Perhaps this is the explanation for Fusion Flash Concerts, an otherwise inexplicable marketing program this past summer in which Ford, attempting to sell a new sedan to the underthirty- five market, partnered with Sony to appropriate what may be the most forgettable hipster fad of the past five years. That fad is the “flash mob,” which, according to a definition hastily added in 2004 to the Oxford English Dictionary, is “a public gathering of complete strangers, organized via the Internet or mobile phone, who perform a pointless act and then disperse again.” In fact the flash mob, which dates back only to June 2003, had almost entirely died out by that same winter, despite its having spread during those few months to all the world’s continents save Antarctica. Not only was the flash mob a vacuous fad ; it was, in its very form (pointless aggregation and then dispersal), intended as a metaphor for the hollow hipster culture that spawned it.
I know this because I happen to have been the flash mob’s inventor. My association with the fad has heretofore remained semi-anonymous, on a first-name- only basis to all but friends and acquaintances. For more than two years, I concealed my identity for scientific purposes, but now that my experiment is essentially complete, corporate America having fulfilled (albeit a year later than expected) its final phase, I finally feel compelled to offer a report : on the flash mob, its life and times, and its consummation this summer in the clutches of the Ford Motor Company."
La seconde partie analyse les mécanismes de l’obédience et des comportements mimétiques. Bill se réfère largement aux théories de Stanley Milgram.
Dans la troisième partie, il observe l’expérience des Fusion Flash Concerts de Ford pour comprendre pourquoi leur façon de récupérer le flashmob ne pouvait pas marcher, puis il revient sur les flashmobs organisés par lui-même et la dynamique imprévisible des hipsters, leur versatilité, mais aussi l’équilibre très subtil de connivence et de lucidité, une sorte de naïveté assumée, qui fait qu’un engouement va pouvoir durer.
La quatrième partie traite des mécanismes de propagation des flashmobs via les mails et la blogosphère. Dans les comparaisons qu’il établit entre les flashmobs, les Fusion Flash Concerts et la campagne blogosphérique de Howard Dean, il met en évidence la limite des flashmobs lorsqu’on veut en faire un outil de diffusion pour un message politique ou commercial. L’attrait du flashmob est dans sa fermeture, dans le sentiment que les participants sont des "insiders". La notion d’espace clos horizontal, qui est essentiel au flashmob et à la dynamique des hipsters, est en contradiction avec la centralité irradiante d’une diffusion de masse.

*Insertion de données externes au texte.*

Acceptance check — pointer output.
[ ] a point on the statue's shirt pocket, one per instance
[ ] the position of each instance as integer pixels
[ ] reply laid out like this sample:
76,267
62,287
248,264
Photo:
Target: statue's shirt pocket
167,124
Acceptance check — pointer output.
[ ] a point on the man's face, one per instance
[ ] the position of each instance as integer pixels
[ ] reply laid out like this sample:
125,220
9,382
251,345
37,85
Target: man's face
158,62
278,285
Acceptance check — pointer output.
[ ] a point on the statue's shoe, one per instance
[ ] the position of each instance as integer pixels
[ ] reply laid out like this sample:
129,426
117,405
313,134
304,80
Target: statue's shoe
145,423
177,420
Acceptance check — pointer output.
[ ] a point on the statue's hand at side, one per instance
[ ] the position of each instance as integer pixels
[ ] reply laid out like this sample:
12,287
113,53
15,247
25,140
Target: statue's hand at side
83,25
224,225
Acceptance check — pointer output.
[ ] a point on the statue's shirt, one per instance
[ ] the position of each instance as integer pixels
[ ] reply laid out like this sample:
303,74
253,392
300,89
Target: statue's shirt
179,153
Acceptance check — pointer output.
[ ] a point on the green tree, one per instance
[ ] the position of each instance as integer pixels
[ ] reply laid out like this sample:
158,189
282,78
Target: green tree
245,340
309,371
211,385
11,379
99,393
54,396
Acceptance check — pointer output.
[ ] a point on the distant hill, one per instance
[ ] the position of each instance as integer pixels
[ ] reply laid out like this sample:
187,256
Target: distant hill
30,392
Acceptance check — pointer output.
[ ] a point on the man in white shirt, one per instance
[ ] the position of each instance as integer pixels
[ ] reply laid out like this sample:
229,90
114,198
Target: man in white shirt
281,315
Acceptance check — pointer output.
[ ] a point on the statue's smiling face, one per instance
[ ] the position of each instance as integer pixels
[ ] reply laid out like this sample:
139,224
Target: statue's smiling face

La force de contamination (ou de séduction) qui lie les mobbers s’affaiblit à mesure que s’élargit l’amplitude de l’espace social que l’on veut couvrir.
En conclusion, Bill Wasik discute la portée éthique des flashmobs. Son point de vue revient à présenter l’expérience des flashmobs comme une sorte de vaccin pour se prémunir contre des contaminations plus sérieuses. Il cite Milgram :
"The obedience experiment is not a study in which the subject is treated as a passive object, acted upon without any possibility of controlling his own experience. Indeed the entire experimental situation has been created to allow the subject to exercise a human choice, and thus express his nature as a person."
Après ça, si vous rêvez de devenir grand manipulateur des foules virtuelles, Gflu vous indique sur Aeiou de quoi faire mumuse avec un générateur de foule ordonnée.